No entanto, Michael Kretschmer, primeiro-ministro do estado alemão da Saxônia e um oponente de longa data das entregas de armas à Ucrânia, recebeu bem a produção de tanques em Görlitz, onde nasceu.
“As tecnologias que serão fabricadas em Görlitz no futuro servirão para proteger a Europa. Esta é uma oportunidade enorme para a cidade e para bons empregos seguros”, disse.
A KNDS, que não respondeu aos pedidos de comentário, não assumiu nenhum compromisso público sobre seus planos de longo prazo para a usina.
Axel Drescher, um organizador do IG Metall, disse que o sindicato recebeu bem a preservação dos empregos, mas questionou quanto tempo a expansão do setor de defesa poderia durar —a menos que tanques e munições continuem a ser consumidos em guerra.

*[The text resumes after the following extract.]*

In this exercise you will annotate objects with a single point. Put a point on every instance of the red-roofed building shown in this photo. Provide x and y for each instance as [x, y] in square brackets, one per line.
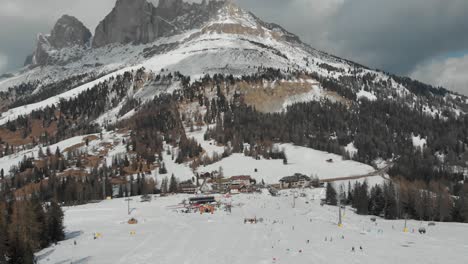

“A fabricação de tanques será um trabalho sustentável? Esperamos que não. Esperamos que as guerras terminem em breve”, disse ele.
Liebig, no entanto, adotou uma visão mais pragmática das mudanças que ocorrem em sua cidade natal. “Infelizmente, é assim que é”, disse ele. “O mundo segue em frente. Tudo o que podemos fazer é esperar que o maior número possível de empregos permaneça”.